Hanley presented his investigative findings to Carl Nelson, a Woburn middle school principal designated as the decision maker for a federally mandated Title IX review of Coucelos’s sexual misconduct complaint.

Nelson concluded Coucelos was indeed assaulted and groped in the locker room. But conflicting witness statements prevented Nelson from establishing who groped Coucelos, he stated. Nelson also determined the groping did not meet the narrow definitions of sexual misconduct under the Title IX law.

Hanley found “the team assault was planned, organized, and executed by a substantial number of sophomore players.” One player said he punched Coucelos multiple times after the sophomores — “like 30 kids” — decided “to beat up Johnathan.”

“No one was against it,” Hanley described the player as saying.

Belcher, as the head coach, is responsible for the program’s culture, according to specialists in student-athlete safety. Unlike Callanan, who told Hanley she “feels terrible for Johnathan,” Belcher expressed less empathy, saying he was aware of Coucelos before the attack in a negative way, as a “pain in the neck” or “wise-guy.”

Belcher told Hanley he had left the building before the incident. The remaining coaches reported hearing nothing unusual from their offices near the locker room, despite the loud commotion, which numerous players recorded.

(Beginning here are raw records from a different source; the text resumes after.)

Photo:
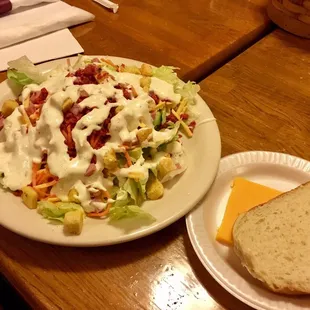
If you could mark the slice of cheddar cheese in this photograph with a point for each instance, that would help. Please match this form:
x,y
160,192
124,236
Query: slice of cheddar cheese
x,y
244,196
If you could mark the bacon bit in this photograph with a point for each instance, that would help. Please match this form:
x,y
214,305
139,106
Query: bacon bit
x,y
17,193
153,114
86,75
98,138
45,185
75,109
184,116
111,100
128,159
71,117
35,168
134,92
1,121
94,159
121,68
41,193
39,97
192,126
171,118
103,76
154,97
109,62
90,170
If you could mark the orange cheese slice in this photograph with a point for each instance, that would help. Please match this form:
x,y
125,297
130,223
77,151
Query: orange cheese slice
x,y
244,196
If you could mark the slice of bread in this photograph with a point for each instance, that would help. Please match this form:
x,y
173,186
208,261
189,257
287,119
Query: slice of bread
x,y
273,242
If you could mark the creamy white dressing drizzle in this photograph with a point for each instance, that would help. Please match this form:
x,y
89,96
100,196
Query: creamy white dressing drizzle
x,y
21,147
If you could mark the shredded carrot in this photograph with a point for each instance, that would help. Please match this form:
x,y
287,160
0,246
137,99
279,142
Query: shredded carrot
x,y
102,213
44,185
69,136
41,193
64,134
35,168
128,159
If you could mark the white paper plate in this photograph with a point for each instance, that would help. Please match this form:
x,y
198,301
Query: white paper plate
x,y
279,171
203,152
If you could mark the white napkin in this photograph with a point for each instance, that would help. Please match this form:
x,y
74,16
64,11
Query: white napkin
x,y
23,3
57,44
108,4
38,21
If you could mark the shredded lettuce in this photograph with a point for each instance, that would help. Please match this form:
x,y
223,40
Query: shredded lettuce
x,y
22,71
117,213
135,154
56,211
122,199
19,77
136,190
189,91
166,73
163,137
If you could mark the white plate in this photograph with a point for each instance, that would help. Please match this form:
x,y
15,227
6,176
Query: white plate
x,y
279,171
203,152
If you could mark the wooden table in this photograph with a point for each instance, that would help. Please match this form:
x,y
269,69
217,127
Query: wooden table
x,y
195,36
262,98
260,101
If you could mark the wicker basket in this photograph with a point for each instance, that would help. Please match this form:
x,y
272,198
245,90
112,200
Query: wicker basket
x,y
291,15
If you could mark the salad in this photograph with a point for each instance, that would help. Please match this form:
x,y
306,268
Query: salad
x,y
93,138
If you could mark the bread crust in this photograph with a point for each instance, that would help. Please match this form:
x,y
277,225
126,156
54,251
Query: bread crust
x,y
248,264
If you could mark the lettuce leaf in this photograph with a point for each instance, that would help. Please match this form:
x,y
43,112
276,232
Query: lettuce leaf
x,y
162,137
19,77
25,69
136,190
189,91
166,73
117,213
56,211
122,199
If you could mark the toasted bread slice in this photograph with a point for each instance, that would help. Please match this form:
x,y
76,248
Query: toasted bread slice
x,y
273,242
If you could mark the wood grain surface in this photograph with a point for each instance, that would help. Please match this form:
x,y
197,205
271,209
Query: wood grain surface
x,y
195,36
261,99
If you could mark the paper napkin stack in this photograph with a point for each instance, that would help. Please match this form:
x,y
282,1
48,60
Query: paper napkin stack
x,y
38,29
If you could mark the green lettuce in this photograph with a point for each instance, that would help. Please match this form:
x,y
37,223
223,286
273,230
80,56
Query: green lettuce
x,y
166,73
56,211
189,91
135,154
122,199
19,77
131,211
22,71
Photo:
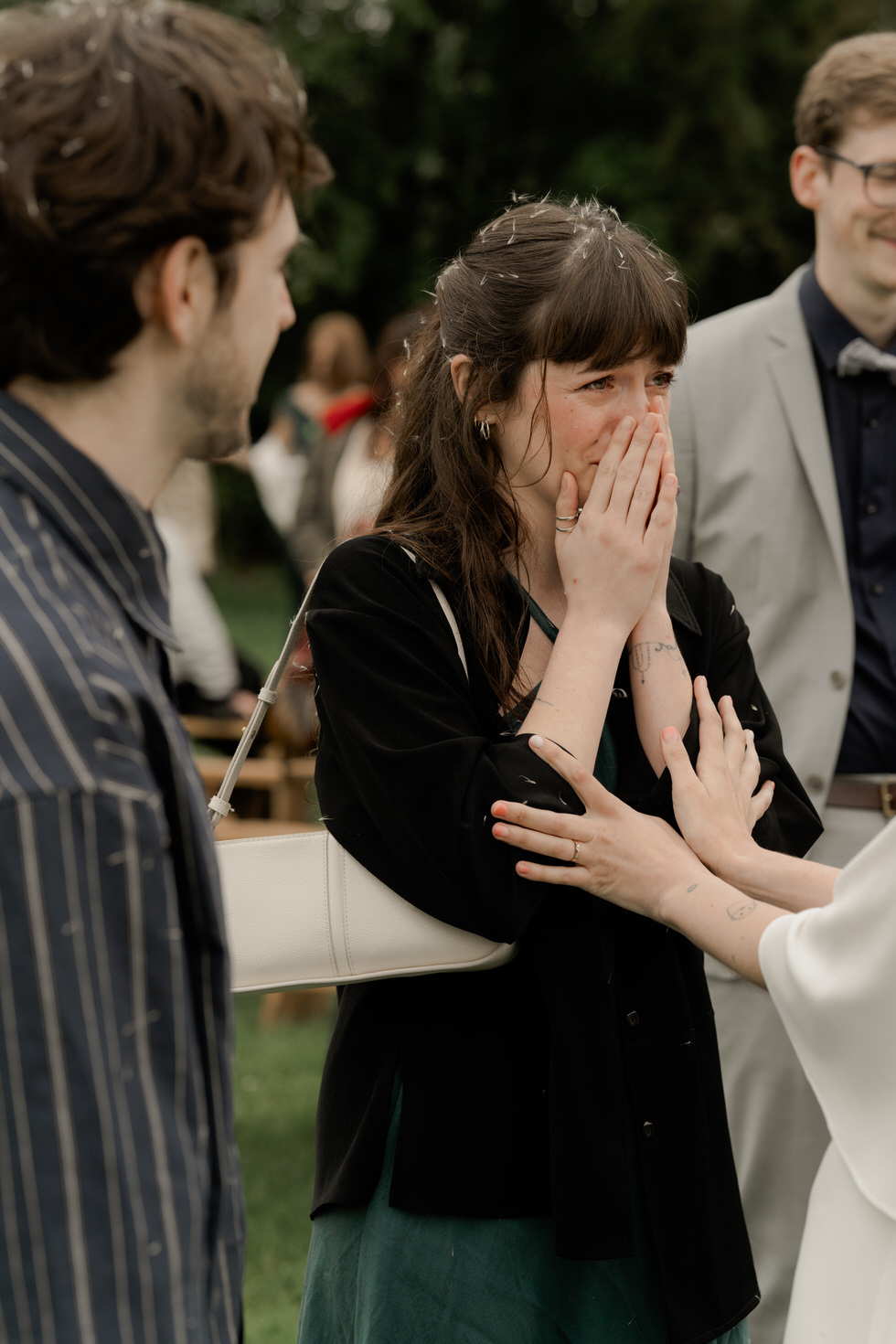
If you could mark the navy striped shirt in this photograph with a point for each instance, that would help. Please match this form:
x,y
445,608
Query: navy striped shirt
x,y
120,1198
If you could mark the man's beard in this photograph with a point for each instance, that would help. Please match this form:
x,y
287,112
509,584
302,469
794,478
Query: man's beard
x,y
217,409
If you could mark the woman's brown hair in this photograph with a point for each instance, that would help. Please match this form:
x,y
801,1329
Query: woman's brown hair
x,y
543,281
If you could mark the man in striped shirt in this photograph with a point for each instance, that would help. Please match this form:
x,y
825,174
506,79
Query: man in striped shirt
x,y
146,152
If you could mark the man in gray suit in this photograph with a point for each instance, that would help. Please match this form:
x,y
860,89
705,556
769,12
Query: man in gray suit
x,y
784,432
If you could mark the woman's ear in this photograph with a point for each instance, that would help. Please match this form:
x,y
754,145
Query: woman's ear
x,y
461,369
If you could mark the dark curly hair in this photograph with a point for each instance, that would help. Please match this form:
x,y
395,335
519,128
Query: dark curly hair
x,y
123,128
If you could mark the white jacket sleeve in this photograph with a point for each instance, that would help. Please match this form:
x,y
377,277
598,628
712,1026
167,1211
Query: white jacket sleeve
x,y
832,975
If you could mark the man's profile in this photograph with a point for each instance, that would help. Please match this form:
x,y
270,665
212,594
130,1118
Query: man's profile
x,y
146,157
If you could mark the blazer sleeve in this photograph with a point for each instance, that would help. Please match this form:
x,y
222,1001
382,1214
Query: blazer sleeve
x,y
411,752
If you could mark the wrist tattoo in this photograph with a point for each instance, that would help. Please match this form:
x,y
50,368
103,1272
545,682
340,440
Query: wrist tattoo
x,y
644,655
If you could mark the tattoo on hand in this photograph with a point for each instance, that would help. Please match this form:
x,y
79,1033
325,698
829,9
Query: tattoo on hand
x,y
644,655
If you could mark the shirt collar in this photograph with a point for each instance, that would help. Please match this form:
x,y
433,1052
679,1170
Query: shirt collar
x,y
106,526
827,325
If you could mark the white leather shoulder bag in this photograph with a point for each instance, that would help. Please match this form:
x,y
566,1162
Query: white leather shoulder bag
x,y
301,912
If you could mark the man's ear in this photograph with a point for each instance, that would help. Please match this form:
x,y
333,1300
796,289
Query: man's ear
x,y
807,176
177,289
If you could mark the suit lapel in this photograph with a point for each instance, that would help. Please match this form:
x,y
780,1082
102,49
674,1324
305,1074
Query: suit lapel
x,y
793,371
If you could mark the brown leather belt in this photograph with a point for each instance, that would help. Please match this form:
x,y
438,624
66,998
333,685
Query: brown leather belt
x,y
859,794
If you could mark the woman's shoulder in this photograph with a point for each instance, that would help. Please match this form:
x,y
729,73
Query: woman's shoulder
x,y
369,568
701,588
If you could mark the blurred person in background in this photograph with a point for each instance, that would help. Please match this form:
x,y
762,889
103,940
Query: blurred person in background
x,y
332,390
348,469
208,675
143,291
784,422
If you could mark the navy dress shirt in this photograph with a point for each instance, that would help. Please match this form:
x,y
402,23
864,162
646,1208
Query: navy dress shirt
x,y
861,425
120,1198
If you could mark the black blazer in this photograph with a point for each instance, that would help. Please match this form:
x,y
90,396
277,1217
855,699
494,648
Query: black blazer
x,y
524,1087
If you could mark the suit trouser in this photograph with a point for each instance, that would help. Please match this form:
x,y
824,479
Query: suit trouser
x,y
776,1128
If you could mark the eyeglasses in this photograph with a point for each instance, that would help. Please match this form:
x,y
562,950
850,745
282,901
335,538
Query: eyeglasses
x,y
880,179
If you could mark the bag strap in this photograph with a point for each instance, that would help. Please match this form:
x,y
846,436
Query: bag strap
x,y
220,805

Andrews, a 2020 graduate of Endicott College, indicated his football experience was limited to Pop Warner and high school. He told Hanley he took no action after Coucelos reported he was jumped because he saw no visible injuries and “no need to pry further.”

The Coucelos family accused school officials of putting the football team’s interests ahead of student safety with their disciplinary measures. Two players were suspended from school for two weeks over the incident, but while one quit the team, the other continued playing football during his suspension, the family said. And several players who face criminal charges remained on the team through a prestigious Thanksgiving game at Fenway Park and continue participating in offseason workouts.

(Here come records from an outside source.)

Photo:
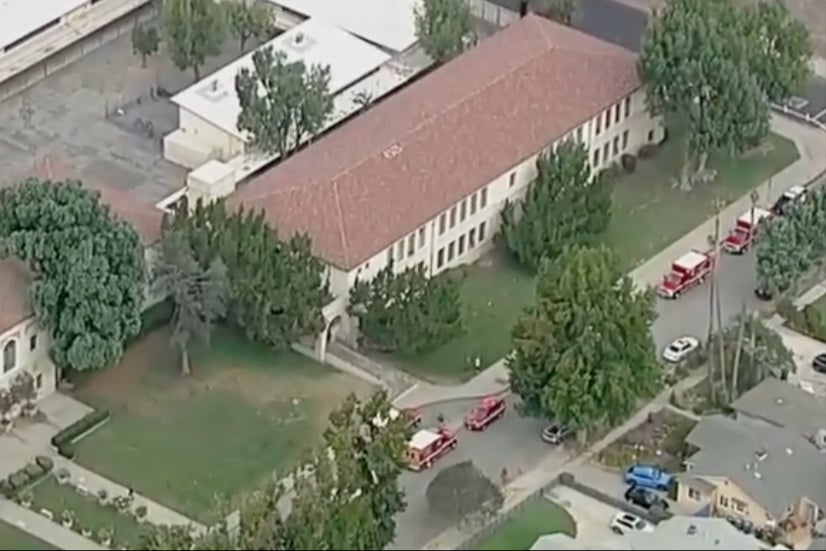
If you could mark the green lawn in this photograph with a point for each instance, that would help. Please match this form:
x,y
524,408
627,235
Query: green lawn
x,y
539,518
88,513
244,413
15,539
649,214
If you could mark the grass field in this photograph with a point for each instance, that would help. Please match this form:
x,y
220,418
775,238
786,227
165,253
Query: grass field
x,y
13,538
649,214
519,532
243,413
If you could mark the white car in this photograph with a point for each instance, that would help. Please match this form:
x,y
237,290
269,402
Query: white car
x,y
622,523
679,350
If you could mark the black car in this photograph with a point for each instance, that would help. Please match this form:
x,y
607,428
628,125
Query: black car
x,y
819,363
645,498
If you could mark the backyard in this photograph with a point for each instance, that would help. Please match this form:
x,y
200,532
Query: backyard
x,y
540,517
649,213
243,413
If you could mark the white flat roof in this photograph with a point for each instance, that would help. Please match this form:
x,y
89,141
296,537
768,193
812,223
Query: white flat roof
x,y
20,17
388,23
350,59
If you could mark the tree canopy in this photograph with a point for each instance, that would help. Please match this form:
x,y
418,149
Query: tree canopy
x,y
87,267
711,66
444,28
406,311
277,288
584,353
563,207
193,30
282,102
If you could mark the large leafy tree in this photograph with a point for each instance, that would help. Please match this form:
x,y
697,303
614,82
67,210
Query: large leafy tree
x,y
282,102
193,30
711,66
199,295
406,311
277,288
444,28
87,265
565,206
584,352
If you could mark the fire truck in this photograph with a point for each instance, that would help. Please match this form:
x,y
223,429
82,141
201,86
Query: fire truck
x,y
488,410
687,271
745,230
428,445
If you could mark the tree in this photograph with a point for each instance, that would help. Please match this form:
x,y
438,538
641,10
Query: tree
x,y
199,294
444,28
249,20
584,353
193,30
145,41
87,268
462,492
277,288
712,66
565,206
406,311
282,102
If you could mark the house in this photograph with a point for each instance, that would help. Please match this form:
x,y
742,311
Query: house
x,y
765,468
420,177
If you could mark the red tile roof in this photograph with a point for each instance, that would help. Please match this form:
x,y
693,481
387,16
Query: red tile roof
x,y
410,157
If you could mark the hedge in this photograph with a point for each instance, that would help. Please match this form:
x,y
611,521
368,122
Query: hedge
x,y
65,439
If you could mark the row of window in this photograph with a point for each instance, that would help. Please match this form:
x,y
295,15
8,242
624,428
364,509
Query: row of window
x,y
454,249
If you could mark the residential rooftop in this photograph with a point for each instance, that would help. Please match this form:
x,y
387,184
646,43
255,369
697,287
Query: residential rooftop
x,y
390,170
350,59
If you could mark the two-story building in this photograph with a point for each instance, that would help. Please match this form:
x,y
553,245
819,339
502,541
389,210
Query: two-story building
x,y
421,177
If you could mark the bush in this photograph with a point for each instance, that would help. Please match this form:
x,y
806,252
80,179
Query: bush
x,y
629,162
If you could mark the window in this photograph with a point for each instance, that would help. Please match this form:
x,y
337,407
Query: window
x,y
9,355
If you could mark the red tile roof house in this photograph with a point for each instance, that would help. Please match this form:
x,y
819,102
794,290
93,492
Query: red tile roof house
x,y
421,176
23,343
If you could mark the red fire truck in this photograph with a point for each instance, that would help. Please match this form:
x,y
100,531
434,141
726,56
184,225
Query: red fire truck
x,y
745,230
488,410
687,271
428,445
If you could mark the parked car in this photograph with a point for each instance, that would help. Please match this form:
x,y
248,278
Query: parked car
x,y
680,349
622,523
645,498
819,363
648,476
555,433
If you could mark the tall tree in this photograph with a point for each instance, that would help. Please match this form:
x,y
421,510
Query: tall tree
x,y
145,41
444,28
193,31
87,266
282,102
584,352
711,66
565,206
199,294
249,19
406,311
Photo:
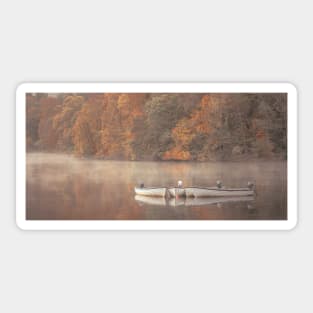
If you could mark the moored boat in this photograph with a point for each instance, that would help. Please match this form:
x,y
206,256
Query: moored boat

The investigation found Coucelos also was assaulted in his Spanish classroom by a former football player who accused him of snitching and was punched in a school bathroom by a student who chided him for not defending himself more forcefully during the locker room assault.

Coucelos alleged he also was punched by another student on a school bus, but the investigation determined Coucelos himself was the aggressor.

The family, meanwhile, is asking a judge to review a Woburn District Court clerk magistrate’s decision to reject applications for criminal complaints against Callanan and Woburn Detective Edward Fumicello, the school resource officer, for allegedly allowing video surveillance footage of the hallway outside the locker room and coach’s offices to be deleted after they viewed the recording, despite an ongoing investigation.


The family also asked Massachusetts Interscholastic Athletic Association to take action against Woburn school officials for allegedly violating MIAA rules on hazing, fighting, and sportsmanship, among others. The MIAA rejected the request, saying it does not investigate “internal complaints” involving member schools.